Aave restores lending activity as rsETH recovery refills 117K tokens – Details
Aave strengthened recovery defenses as governance worked to contain lingering risks across interconnected DeFi lending markets.
As Aave [AAVE] transitions out of the rsETH recovery phase, liquidity conditions in major V3 lending markets remain stable. Earlier emergency restrictions had already frozen WETH collateral flexibility after exploit-driven panic intensified across interconnected DeFi liquidity systems.
That stress strengthened further once WETH utilization rates surged toward extreme 99% saturation levels during the peak recovery phase.

Conditions later began easing once governance restored pre-incident WETH loan-to-value parameters across Ethereum, Arbitrum, Base, Mantle, and Linea deployments.
More importantly, borrowing activity also gradually normalized as coordinated recovery efforts reduced broader systemic bad debt exposure beneath improving liquidity conditions. However, bridge and restaking dependencies still continue exposing DeFi markets to rapid liquidity contagion risks.
rsETH recovery efforts gradually stabilize DeFi lending markets
As rsETH recovery operations continued to progress, DeFi markets started to shift focus from emergency containment toward gradual liquidity normalization. Earlier recovery milestones had already reduced immediate contagion fears after attacker liquidations stabilized stressed Aave lending positions.
That stabilization strengthened further once KelpDAO and Aave initiated phased refills for roughly 117,132 rsETH across affected recovery reserves. Liquidity conditions also gradually improved as WETH utilization rates retreated from the extreme 99% to 100% stress levels recorded earlier.

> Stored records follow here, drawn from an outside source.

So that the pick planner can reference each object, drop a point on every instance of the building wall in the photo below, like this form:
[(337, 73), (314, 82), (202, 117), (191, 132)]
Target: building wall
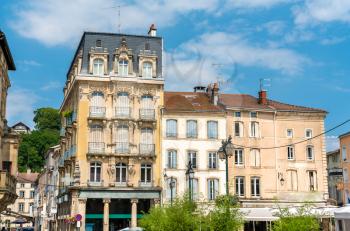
[(274, 163), (202, 145), (345, 164)]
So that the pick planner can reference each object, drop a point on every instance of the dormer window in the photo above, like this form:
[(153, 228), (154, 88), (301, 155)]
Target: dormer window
[(147, 70), (98, 43), (98, 67), (123, 67)]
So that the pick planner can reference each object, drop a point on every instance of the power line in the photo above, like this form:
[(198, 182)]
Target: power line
[(299, 142)]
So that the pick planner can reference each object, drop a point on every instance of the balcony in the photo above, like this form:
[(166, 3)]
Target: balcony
[(147, 149), (96, 148), (97, 112), (123, 112), (7, 189), (147, 114), (122, 147)]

Notably, borrowing demand recovered across V3 markets as collateral flexibility returned under easing emergency restrictions. Meanwhile, Aave’s total value locked (TVL) stabilized near $14.5 billion, signaling that users were cautiously resuming normal lending activity. Still, the episode underscored how quickly liquidity shocks can ripple through interconnected DeFi systems.
Aave strengthens defenses as hidden DeFi risks persist
As Aave gradually restores normal lending conditions, deeper concerns around hidden collateral dependencies continue surfacing beneath improving liquidity stability. Earlier rsETH-related stress had erased roughly $6.6 billion from Aave’s TVL during peak contagion fears.

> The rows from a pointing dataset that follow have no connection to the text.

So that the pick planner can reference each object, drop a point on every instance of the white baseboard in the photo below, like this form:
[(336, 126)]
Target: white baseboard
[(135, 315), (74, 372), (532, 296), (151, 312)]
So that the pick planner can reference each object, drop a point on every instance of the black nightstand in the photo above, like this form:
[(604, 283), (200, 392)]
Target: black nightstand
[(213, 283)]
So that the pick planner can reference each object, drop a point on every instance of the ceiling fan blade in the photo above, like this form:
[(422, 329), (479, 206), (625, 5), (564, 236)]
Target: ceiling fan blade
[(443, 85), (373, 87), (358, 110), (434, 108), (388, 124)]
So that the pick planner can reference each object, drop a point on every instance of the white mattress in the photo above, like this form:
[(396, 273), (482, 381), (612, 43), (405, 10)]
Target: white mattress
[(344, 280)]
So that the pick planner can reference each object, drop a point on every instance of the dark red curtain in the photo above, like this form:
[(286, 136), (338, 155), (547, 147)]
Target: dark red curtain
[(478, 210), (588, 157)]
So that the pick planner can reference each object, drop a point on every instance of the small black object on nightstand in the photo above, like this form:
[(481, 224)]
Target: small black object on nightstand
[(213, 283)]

That pressure also exposed nearly $196 million in bad debt despite Aave’s core contracts remaining technically uncompromised throughout the exploit recovery phase.
Governance later responded by proposing major security bounty increases, raising V3 payouts from $1 million to $5 million. The suggested V4 bounty rewards also climbed from $500,000 toward roughly $2.5 million beneath rising systemic caution.

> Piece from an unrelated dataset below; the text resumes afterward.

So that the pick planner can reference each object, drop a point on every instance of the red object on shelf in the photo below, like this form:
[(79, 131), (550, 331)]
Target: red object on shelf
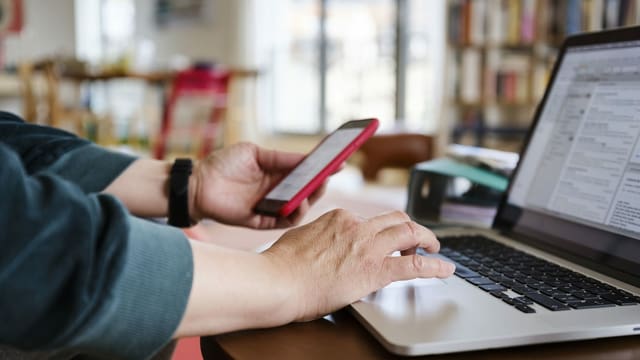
[(200, 81), (11, 18)]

Those measures increasingly reflect growing operational maturity across DeFi governance. However, they also reinforce how lending markets remain heavily exposed to bridge, restaking, and interconnected collateral risks.
Final Summary
- Aave liquidity conditions continue stabilizing as rsETH recovery efforts reduce bad debt exposure and restore broader lending market confidence.
- AAVE still faces persistent bridge and restaking risks despite stronger governance defenses and rising security-focused intervention measures.